Democratic Party to propose attitude bill on currency market crisis
The Democratic Party from Moldova (PDM) has drafted and plans to set for debate an attitude bill as to the crisis situation on the currency market, at the first sitting of the fall-winter session of the Parliament. The party leader, Dumitru Diacov, will also ask to dismiss the Governor of the National Bank, he said at a news conference on Monday.
Diacov accuses the Central Bank of Moldova of promoting a monetary policy leading to impoverishing the population and to bankrupting the local producers.
“The Moldovan businessmen are in great difficulty because of the depreciation of the foreign currency, having to announce their bankruptcy till the end of the year,” Dumitru Diacov stated.
The bill's authors ask the Government and the Central Bank to urgently take measures to counter the inflation in the interest of the local producers and to curtail the rise of prices of first-need products.
The Democratic leader, the Government and the Central Bank are summoned to develop measures meant to discourage the entrance of speculative capital from abroad on the local market, within 30 days.
According to the bill, in addition to the demand to dismiss C-Bank's Governor Leonid Talmaci, the PDM asks the Economy Minister Igor Dodon to clear out the causes of the crisis in the national economy and strengthen his team with competent specialists.

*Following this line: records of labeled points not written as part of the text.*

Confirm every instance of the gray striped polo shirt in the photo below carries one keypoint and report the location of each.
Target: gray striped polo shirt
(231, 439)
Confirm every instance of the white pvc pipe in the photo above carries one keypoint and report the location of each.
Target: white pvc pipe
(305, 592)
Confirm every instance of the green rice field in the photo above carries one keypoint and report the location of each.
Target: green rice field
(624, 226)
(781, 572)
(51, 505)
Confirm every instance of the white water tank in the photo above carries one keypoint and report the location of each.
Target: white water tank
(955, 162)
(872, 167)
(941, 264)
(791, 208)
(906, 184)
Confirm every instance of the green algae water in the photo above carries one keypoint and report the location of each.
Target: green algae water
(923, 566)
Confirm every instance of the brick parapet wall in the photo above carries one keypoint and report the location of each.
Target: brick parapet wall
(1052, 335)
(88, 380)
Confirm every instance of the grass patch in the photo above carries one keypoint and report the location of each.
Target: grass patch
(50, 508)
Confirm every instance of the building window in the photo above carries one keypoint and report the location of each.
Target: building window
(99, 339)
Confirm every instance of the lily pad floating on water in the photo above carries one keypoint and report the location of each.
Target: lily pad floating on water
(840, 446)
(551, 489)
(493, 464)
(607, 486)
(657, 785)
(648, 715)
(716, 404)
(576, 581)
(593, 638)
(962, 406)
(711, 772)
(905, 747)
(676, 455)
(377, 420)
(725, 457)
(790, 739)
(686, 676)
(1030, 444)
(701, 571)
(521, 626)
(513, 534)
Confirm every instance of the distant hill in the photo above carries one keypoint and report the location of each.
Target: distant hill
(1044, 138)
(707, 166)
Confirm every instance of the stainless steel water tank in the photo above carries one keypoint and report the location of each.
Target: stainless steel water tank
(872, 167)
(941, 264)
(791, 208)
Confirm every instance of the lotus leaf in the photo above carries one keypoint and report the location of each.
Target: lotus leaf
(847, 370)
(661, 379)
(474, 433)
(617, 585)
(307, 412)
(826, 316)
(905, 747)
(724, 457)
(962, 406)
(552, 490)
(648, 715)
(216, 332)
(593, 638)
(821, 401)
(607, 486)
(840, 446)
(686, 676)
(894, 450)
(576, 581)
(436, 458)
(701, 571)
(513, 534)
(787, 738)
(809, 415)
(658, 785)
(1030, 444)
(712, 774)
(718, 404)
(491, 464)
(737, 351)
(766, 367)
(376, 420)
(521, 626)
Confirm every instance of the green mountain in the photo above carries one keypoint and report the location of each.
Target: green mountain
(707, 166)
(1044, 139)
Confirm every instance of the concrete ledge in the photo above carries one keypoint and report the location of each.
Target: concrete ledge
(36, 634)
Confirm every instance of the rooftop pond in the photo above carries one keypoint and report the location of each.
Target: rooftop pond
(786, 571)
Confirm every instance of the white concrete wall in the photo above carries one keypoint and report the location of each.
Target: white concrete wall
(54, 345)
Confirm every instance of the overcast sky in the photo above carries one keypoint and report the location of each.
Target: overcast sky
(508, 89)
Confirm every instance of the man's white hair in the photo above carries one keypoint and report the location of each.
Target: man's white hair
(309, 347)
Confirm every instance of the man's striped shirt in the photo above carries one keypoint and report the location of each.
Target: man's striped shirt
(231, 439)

Diacov argues the need to dismiss Leonid Talmaci by the fact that he subordinates to the Government. “He's a tool of the Government seeking for cheap money, money obtained from the people working abroad and exchange currency on the Moldovan market,” Dumitru Diacov said.
According to the parliamentarian, the National Bank should have a more flexible position and should avoid the danger of turning Moldova to a country living only on remittances.
15 votes are necessary to set up a attitude bill in the Parliament, the PDM's draft has been already signed by 11 MPs.